Re: word frequency lists?

Ted Dunning (ted@crl.nmsu.edu)
Fri, 24 Nov 1995 08:46:13 -0700

Date: Fri, 24 Nov 1995 09:42:25 GMT
Reply-To: Jem Clear <jem@cobuild.collins.co.uk>
From: Jem Clear <jem@cobuild.collins.co.uk>
Sender: owner-corpora@lists.uib.no
Precedence: bulk

Ted Dunning pointed out that a word frequency list from some corpus
simply reflects the constitution of that corpus.
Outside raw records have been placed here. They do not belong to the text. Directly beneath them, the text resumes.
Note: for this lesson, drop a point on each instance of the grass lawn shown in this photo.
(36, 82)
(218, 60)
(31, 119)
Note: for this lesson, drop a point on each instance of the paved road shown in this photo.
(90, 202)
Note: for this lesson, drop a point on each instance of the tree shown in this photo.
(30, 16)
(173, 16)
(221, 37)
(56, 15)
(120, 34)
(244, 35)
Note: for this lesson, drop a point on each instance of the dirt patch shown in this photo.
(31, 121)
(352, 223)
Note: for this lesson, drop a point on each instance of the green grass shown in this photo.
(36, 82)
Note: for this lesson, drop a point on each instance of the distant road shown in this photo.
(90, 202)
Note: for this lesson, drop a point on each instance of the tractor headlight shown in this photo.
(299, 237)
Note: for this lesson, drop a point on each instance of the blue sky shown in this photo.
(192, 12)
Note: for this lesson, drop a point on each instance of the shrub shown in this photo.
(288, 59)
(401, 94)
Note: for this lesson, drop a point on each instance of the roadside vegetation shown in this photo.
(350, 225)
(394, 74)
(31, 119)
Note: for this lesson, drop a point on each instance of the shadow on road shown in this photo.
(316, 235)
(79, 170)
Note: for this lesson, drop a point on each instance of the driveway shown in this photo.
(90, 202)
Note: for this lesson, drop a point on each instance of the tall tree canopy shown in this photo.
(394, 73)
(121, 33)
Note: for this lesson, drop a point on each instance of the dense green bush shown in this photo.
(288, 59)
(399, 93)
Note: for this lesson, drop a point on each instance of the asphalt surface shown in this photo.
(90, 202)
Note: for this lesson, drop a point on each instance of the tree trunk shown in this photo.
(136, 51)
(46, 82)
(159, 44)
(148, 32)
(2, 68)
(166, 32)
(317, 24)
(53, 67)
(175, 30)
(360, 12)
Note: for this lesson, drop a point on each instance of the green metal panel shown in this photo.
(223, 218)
But ... there is a
demand among writers of NLP software, language teachers,
linguistics students, lexicographers and others [for these
frequency lists] ... [users complain about them] In what sense,
though, is the data deficient?

Ted Dunning's answer is presumably that the wordlists are deficient
because they are drawn from a corpus which is not appropriate for the
task/purpose that the user has in hand.

i have more of an answer than that!

my two major objections to these lists is

a) people often use them for specialized purposes, for which
generalized lists are not well suited.

b) average frequency is a poor measure of prevalence. i suspect that
rank order statistics might well capture more of the language centric
intuitions we have. but to present a list like that, you can't just
say "the frequency of 'right' is such and so". the answer you give
has to be much more complex.

I would
bet 10 pounds that the most frequent word of the British National
Corpus is the same as that in the Bank of English and in the MAP
corpus.

right you are! "the" is number 1.

i wouldn't take that bet.

But does the rank-ordering of words remain stable through the
wordlist?

no. it doesn't. note the list that henry posted. there were some
domain and task specificities that made it up to position two.

on the other hand, words common in the brown corpus were, for the most
part, common in the map corpus. that is the key intuition which make
rank order statistics of various sorts very useful.

but when people ask me for a word frequency list, i still get the
hives.